16 Mart 1988 Cuma günü şehri bir “elma kokusu” sardı
Bir kente “elma kokulu” kimyasal gaz saldı alçaklar.
Binler o kokunun peşine düştü.
Havayı soludukça acı içinde yanmaya başladılar.
Ve… 12 saat içinde bir kent yok oldu.
Kimi kurtulma umuduyla dağlarda… Kimi yollarda… Kimi evinin önünde… Kimi sıcacık yatağında can verdi.
Onbinlerce ölüm, binlerce sakat!..
Bu katliam tarihte kimi henüz doğmamış, kimi dünyaya gözünü yeni açmış, kimi yeni yeni hayata emeklemeye başlamış, kimi yeni yeni okullu olmuş, kimi yeni yârinin elini tutar olmuş aşık, kimi hayatının baharında, kimi yaşlı… Oysa hepsi dünyadan bihaber geçim derdinde, kimi ise dünyadan bihaber olan bu masum siviller üzerinde “elma kokulu kimyasal silahlarını” denemenin derdinde…
İşte o kenti sardığı gibi insanların ciğerini de inceden inceye saran “elma kokusu” 5 bin kişiyi hayattan koparan bir katliamın adıydı “HALEPÇE KATLİAMI!”
Üstelik insanlık tarihinde direkt sivil nüfusa karşı yapılmış en büyük kimyasal katliamın adıdır “HALEPÇE”
Evet, önce inceden bir “elma kokusu” ardından “sessiz bir ölüm”…
Bir soykırımın açık adıdır “HALEPÇE”
Neymiş efendim, İran-Irak Savaşı sırasında Irak’ın Kuzeyinde çıkan El-Enfal Harekâtı isyanının bastırılma operasyonuymuş.

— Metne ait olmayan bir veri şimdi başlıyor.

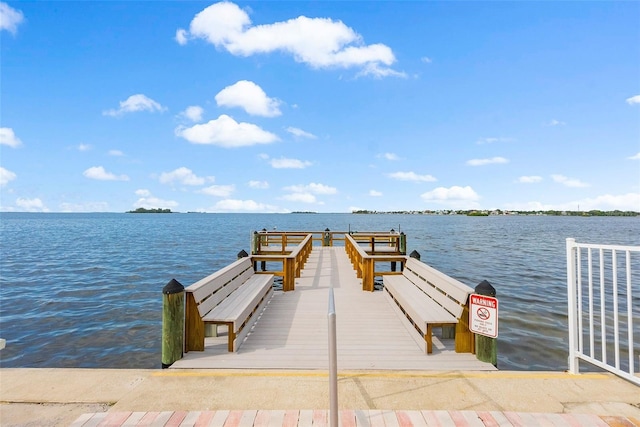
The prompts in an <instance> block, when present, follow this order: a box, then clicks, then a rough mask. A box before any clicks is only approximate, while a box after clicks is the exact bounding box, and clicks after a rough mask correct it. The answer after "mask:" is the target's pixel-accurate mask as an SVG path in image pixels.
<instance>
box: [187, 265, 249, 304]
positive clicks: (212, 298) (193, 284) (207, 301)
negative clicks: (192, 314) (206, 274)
mask: <svg viewBox="0 0 640 427" xmlns="http://www.w3.org/2000/svg"><path fill="white" fill-rule="evenodd" d="M252 274H253V262H251V258H250V257H245V258H240V259H239V260H237V261H235V262H233V263H232V264H229V265H228V266H226V267H224V268H222V269H220V270H218V271H216V272H215V273H213V274H211V275H209V276H207V277H205V278H204V279H200V280H198V281H197V282H196V283H194V284H193V285H191V286H188V287H186V288H185V291H186V292H191V293H192V294H193V297H194V299H195V301H196V304H198V312H199V313H200V316H204V315H205V314H207V313H208V312H209V311H211V309H213V308H214V307H215V306H216V305H218V304H220V302H222V300H224V299H225V298H226V297H228V296H229V294H231V292H233V291H235V290H236V289H238V287H239V286H240V285H241V284H242V283H244V282H245V281H246V280H247V279H248V278H249V277H251V275H252Z"/></svg>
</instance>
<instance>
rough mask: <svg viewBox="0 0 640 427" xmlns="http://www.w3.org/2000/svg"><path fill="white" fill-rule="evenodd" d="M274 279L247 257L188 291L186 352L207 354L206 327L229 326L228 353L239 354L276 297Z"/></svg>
mask: <svg viewBox="0 0 640 427" xmlns="http://www.w3.org/2000/svg"><path fill="white" fill-rule="evenodd" d="M273 279H274V275H273V274H258V273H255V271H254V269H253V262H252V260H251V258H250V257H246V258H242V259H239V260H237V261H236V262H234V263H232V264H230V265H228V266H226V267H224V268H222V269H220V270H218V271H216V272H215V273H213V274H211V275H209V276H207V277H205V278H203V279H201V280H199V281H197V282H196V283H194V284H193V285H191V286H189V287H187V288H186V289H185V291H186V293H187V294H186V307H185V315H186V316H185V351H187V352H188V351H191V350H196V351H203V350H204V339H205V324H215V325H226V326H227V330H228V350H229V351H230V352H233V351H237V350H238V348H239V347H240V344H242V341H243V340H244V338H245V337H246V336H247V334H248V333H249V331H250V330H251V326H252V325H253V323H254V322H255V321H256V320H257V318H258V315H257V314H259V313H260V312H261V311H262V309H263V308H264V307H265V305H266V304H267V303H268V302H269V299H270V298H271V296H272V295H273Z"/></svg>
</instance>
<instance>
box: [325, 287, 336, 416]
mask: <svg viewBox="0 0 640 427" xmlns="http://www.w3.org/2000/svg"><path fill="white" fill-rule="evenodd" d="M327 317H328V321H329V401H330V402H329V425H330V426H331V427H338V349H337V339H336V306H335V301H334V298H333V288H330V289H329V313H328V316H327Z"/></svg>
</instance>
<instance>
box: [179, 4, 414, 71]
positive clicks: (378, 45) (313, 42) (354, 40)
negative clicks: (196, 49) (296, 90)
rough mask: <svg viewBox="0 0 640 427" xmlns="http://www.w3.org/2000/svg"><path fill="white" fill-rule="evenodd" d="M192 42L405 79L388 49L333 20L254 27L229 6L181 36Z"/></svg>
mask: <svg viewBox="0 0 640 427" xmlns="http://www.w3.org/2000/svg"><path fill="white" fill-rule="evenodd" d="M189 38H201V39H205V40H206V41H208V42H209V43H211V44H213V45H215V46H216V47H218V48H222V49H226V50H227V51H228V52H229V53H231V54H232V55H236V56H244V57H247V56H251V55H256V54H265V53H272V52H283V53H286V54H290V55H292V56H293V58H294V59H295V61H297V62H301V63H304V64H307V65H309V66H310V67H312V68H351V67H359V68H361V69H362V70H363V71H362V73H364V74H371V75H375V76H378V77H382V76H384V75H399V74H402V73H398V72H397V71H393V70H391V69H389V68H388V67H389V66H390V65H391V64H393V63H394V62H395V61H396V58H395V56H394V54H393V52H392V50H391V49H390V48H389V47H388V46H385V45H383V44H372V45H365V44H364V43H363V41H362V37H361V36H360V35H359V34H358V33H356V32H355V31H354V30H353V29H351V28H349V27H347V26H346V25H345V24H344V23H342V22H340V21H333V20H332V19H330V18H307V17H305V16H299V17H297V18H294V19H289V20H288V21H283V22H276V23H273V24H264V25H257V26H252V23H251V19H250V18H249V15H248V14H247V13H246V12H245V11H244V10H242V9H240V8H239V7H238V6H237V5H236V4H234V3H231V2H227V1H225V2H220V3H215V4H213V5H211V6H209V7H207V8H206V9H204V10H202V11H201V12H199V13H198V14H197V15H196V16H195V17H194V18H193V20H192V21H191V24H190V26H189V31H188V32H187V31H185V30H178V32H176V40H177V41H178V43H180V44H184V43H186V41H187V40H188V39H189Z"/></svg>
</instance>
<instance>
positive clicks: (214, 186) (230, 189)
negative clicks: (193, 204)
mask: <svg viewBox="0 0 640 427" xmlns="http://www.w3.org/2000/svg"><path fill="white" fill-rule="evenodd" d="M234 191H236V187H235V185H212V186H210V187H206V188H203V189H202V190H200V191H198V193H202V194H206V195H207V196H215V197H229V196H230V195H231V194H233V192H234Z"/></svg>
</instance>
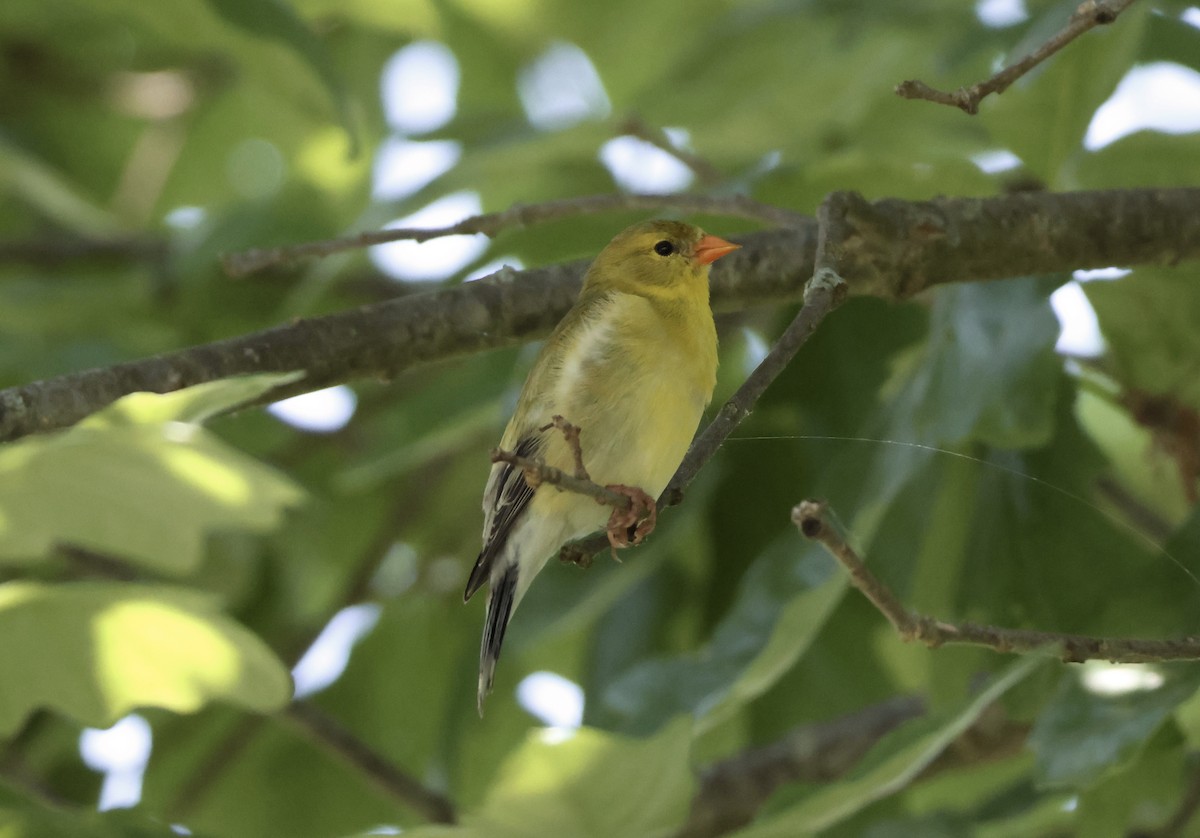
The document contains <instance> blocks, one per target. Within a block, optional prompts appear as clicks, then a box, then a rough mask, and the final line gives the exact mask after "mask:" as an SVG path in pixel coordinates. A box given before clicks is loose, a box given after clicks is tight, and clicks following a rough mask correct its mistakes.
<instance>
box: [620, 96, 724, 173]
mask: <svg viewBox="0 0 1200 838" xmlns="http://www.w3.org/2000/svg"><path fill="white" fill-rule="evenodd" d="M617 130H618V131H619V132H620V133H622V134H624V136H626V137H636V138H637V139H641V140H642V142H646V143H649V144H650V145H653V146H654V148H656V149H660V150H661V151H666V152H667V154H668V155H671V156H672V157H674V158H676V160H678V161H679V162H680V163H683V164H684V166H686V167H688V168H689V169H691V170H692V173H694V174H695V175H696V178H697V179H700V182H702V184H704V185H706V186H715V185H716V184H720V182H721V181H724V180H725V175H724V174H721V170H720V169H719V168H716V167H715V166H713V164H712V163H709V162H708V161H707V160H704V158H703V157H701V156H700V155H698V154H695V152H694V151H689V150H688V149H680V148H679V146H678V145H676V144H674V143H673V142H671V138H670V137H668V136H667V132H666V131H664V130H662V128H655V127H652V126H650V125H647V124H646V122H644V121H642V118H641V116H638V115H637V114H634V115H631V116H629V118H628V119H625V121H623V122H622V124H620V126H619V127H618V128H617Z"/></svg>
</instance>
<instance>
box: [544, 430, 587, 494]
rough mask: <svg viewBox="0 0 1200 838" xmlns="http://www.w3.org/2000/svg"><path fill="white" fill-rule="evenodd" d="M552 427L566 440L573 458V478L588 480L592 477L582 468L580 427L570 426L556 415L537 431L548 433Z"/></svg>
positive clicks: (581, 456) (582, 462) (567, 444)
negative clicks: (549, 423) (574, 474)
mask: <svg viewBox="0 0 1200 838" xmlns="http://www.w3.org/2000/svg"><path fill="white" fill-rule="evenodd" d="M552 427H557V429H558V430H559V431H562V432H563V438H564V439H566V445H568V448H570V449H571V455H572V456H574V457H575V477H577V478H578V479H581V480H590V479H592V475H590V474H588V469H587V468H584V467H583V448H582V447H581V445H580V426H578V425H572V424H571V423H569V421H566V419H564V418H563V417H560V415H557V414H556V415H554V417H552V418H551V420H550V424H548V425H542V426H541V427H540V429H539V430H541V431H548V430H550V429H552Z"/></svg>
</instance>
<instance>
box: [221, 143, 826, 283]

O gün Saddam Hüseyin’e denettirilmişti insanlığın yerle yeksan edilmesini
O gün mezar taşlarına ölenlerin isimleri Arapça yazıldı.
Çok geçmedi tarihler 11-12 Temmuz 1995’i gösterdiğinde bu kez Srebrenitsa’da soykırımın ayak sesleri gelmeye başladı.
Sırp Cumhuriyeti Ordusu ve "Akrepler" isimli paramiliter grup Srebrenitsa’yı Sırplaştırmak için bir soykırıma gitti.
Bu kez de mezar taşlarına ölenlerin isimleri Boşnakça yazıldı
Bugünde Ukrayna’da mezar taşlarına ölenlerin isimleri Ukraynaca yazılıyor!...
Mesele Irk, dil, din mi dersiniz, hırs mı dersiniz, yeni silahların insanlar üzerinde denenmesi mi dersiniz bilmiyorum ama bildiğim bir şey var o da er ya da geç İnsanlık savaşı yenecek!